Зайнап никогда не приходилось танцевать вот так, по-взрослому, ее смущала и пугала близость мужчины, его сильные руки, удерживающие ее на виражах танца, его глаза, с прищуром и легкой насмешкой, прожигающие ее насквозь. Но музыка завораживала и уводила куда-то далеко-далеко…
Первый танец, второй… Все, как во сне! Лариска опомнилась первой, испуганно поискала глазами Зайнап, махнула рукой, мол, пошли, уже поздно, мама будет сердиться. Девочки схватились за руки и бегом помчались домой, а парни вслед им громко захохотали и присвистнули.
Ругать их сильно не стали, но все-таки мама Лариски сказала обидные слова:
– Сопливые еще по вечерам гулять! – и добавила еще несколько унизительных словечек.
Девчонки вымыли запыленные ноги, умылись и быстренько шмыгнули в кровать.

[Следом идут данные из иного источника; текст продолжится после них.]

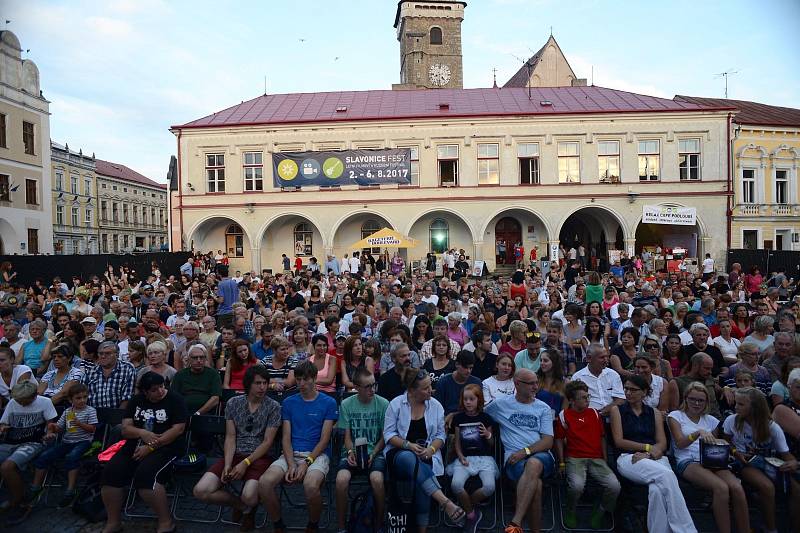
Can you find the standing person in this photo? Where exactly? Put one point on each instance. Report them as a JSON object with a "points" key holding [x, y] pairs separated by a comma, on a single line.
{"points": [[77, 423], [362, 416], [584, 452], [153, 424], [526, 429], [22, 427], [689, 425], [251, 424], [474, 445], [307, 424], [638, 432]]}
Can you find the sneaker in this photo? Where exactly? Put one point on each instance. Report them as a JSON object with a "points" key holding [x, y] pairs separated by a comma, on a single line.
{"points": [[17, 515], [67, 500], [570, 519]]}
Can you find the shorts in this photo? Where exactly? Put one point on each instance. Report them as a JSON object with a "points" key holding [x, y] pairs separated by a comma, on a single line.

Накрывшись с головою одеялом, они стали рассказывать о своих ощущениях, перебивая друг друга и громко хихикая, пока мать не заглянула в комнату и не прикрикнула на них.
Утром они пошептались, придумывая, как бы на следующий выходной снова попасть на площадь, снова встретить этих лейтенантов и потанцевать с ними.
И Зайнап вприскочку помчалась домой, благо что город расстраивался и разрастался, уже почти слился с военным городком, бежать было километра полтора-два, а там можно было проскочить в автобус и одну остановку проехать без билета (пока толстая кондукторша протиснется от одной двери до другой, она успеет выскочить).
Жаркая, веселая прибежала девочка домой, закружилась по двору в танце, припевая и прихлопывая ладошками. Мать с улыбкой смотрела на свою Звездочку и приговаривала:
– На качелях перекачалась, что ли? А кто дела будет делать? Да за травой, хоть и по жаре, а идти надо, кроликов совсем кормить нечем. Немного ботвы с огорода дала, а им мало.
Зайнап, продолжая пританцовывать, переоделась в повседневное платьице, напялила разношенные, совсем почти рваные сандалии (их уже сапожник совсем отказался ремонтировать), подоила коз, разлила молоко по банкам, снесла в погреб. Нашла самый острый нож, мешок и так же, припевая и пританцовывая, отправилась искать место, где еще можно было нарезать сочной травы. Раньше хоть с козами было проще, отгоняли их метров за двести-триста от дома, вбивали колышек, привязывали рогатеньких, они и щипали травку до самого заката. А теперь высокие дома, асфальтированные дороги заняли почти всю округу, животных приходилось держать в клетях или рано-рано вести по городским улицам на выпас. Корм добывать становилось все труднее.
Уже бы извела мать и коз, и кроликов, но это же были и мясо, и молоко. И деньги. Козьего молока на рынке становилась все меньше, и хоть оно дорогим было, все равно люди уже не хотели горбатиться, в дерьме ковыряться. Да и участковый уже не раз приходил, говорил – жалуются на вас, воняет с вашего подворья. Мать давала ему и мясо, и брынзу, и яйца. И вина домашнего наливала.